New culprit identified in chronic acid rain problem

Lewis Hinks is optimistic about Clair's findings.

Research from Environment Canada is offering discouraging new insights on the long-term impact of acid rain in Nova Scotia.

"This is the only part of the world where acidity is not improving with major cuts in acid rain emissions," said Tom Clair, an acid rain scientist with Environment Canada.

This summer, Clair published a study in the Canadian Journal of Fisheries Sciences. He sampled 92 salmon rivers in Atlantic Canada.

In southern Nova Scotia where population loss is greatest, he found seven rivers had toxic levels of aluminum activated by acid rain.

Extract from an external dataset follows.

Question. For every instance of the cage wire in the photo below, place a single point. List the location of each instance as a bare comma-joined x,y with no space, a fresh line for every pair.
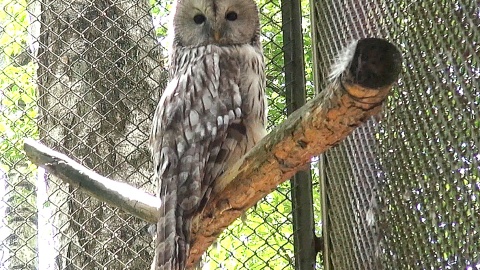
402,191
84,77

Until now, it was thought organic carbon – what makes rivers and streams tea coloured – neutralized aluminum.

"We realized that carbon is not enough to protect the fish from aluminum in that part of the world. It was surprising," Clair said.

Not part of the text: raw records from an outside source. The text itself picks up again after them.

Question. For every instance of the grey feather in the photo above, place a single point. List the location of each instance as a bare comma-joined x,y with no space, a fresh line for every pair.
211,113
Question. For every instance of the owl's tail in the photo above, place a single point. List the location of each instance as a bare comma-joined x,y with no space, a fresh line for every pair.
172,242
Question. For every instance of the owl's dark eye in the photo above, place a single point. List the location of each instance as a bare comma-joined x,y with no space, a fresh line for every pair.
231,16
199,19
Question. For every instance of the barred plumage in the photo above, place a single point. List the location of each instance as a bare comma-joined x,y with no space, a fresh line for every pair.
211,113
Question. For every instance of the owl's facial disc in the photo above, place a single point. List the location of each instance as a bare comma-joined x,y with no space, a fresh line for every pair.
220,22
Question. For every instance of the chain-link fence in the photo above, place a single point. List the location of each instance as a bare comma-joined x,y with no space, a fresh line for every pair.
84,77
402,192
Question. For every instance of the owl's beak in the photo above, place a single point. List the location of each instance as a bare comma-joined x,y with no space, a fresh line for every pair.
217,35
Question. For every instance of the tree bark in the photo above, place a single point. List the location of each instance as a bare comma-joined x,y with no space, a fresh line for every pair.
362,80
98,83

He said analytical tools that made his findings possible did not exist 20 years ago.

"The chemistry in those rivers probably won't come back for another 100 years to the point where they were before acid rain started," he said. "The poor fish. They are in for a rough ride."

Clair's findings have lent new urgency to a test liming project underway in the Gold River system in Lunenburg County, N.S. It's one of the rivers identified with dangerous levels of aluminum, but still has a salmon population.

"It really changed the way we think about the toxicity of aluminum," says Shannon Stirling, an associate professor of earth sciences at Dalhousie University.

In May, her team – which included students from nearby New Germany Rural High School – deposited 30 tonnes of crushed limestone along the shoreline of a tributary of the Gold River.

It's the first time "catchment" liming has been used in Nova Scotia. Almost all of the limestone has leached into the nearby stream.

"It's a long term solution that doesn't need to be maintained. It's one application that lasts for 50 years," she said.

The first samples taken since the catchment liming have shown reduced levels of acidity and aluminum.

"The results we are seeing are encouraging. There is hope for the Atlantic salmon."

Lewis Hinks of the Atlantic Salmon Federation said Clair's findings mean "the hill may be a little steeper to climb," but he's optimistic, looking for "a cookbook" from the catchment liming project underway on the Gold River.

"What do we need to do? How much lime? Where do you apply it…what we need are the tools. Once we have the tools we can generate the support," Hinks said.

For Clair, the report on aluminum toxicity was "tidying up some loose ends scientifically." After a lengthy career, he's retiring from Environment Canada in the new year.

"We knew aluminum could be a problem, but no one in the published literature had done anything with the levels of carbon as high as we had," he said from his office in Dartmouth. "It was one of those things that easy to solve from our standpoint now and it was nagging me for a long time. I thought we would try it."

Clair has been an advisor with the catchment liming project underway at the Gold River system.

He said liming targeted habitats to preserve specific populations for preservation makes sense. It's impractical, he said, to lime large rivers, noting that Atlantic salmon have been extirpated in several rivers he studied in Nova Scotia.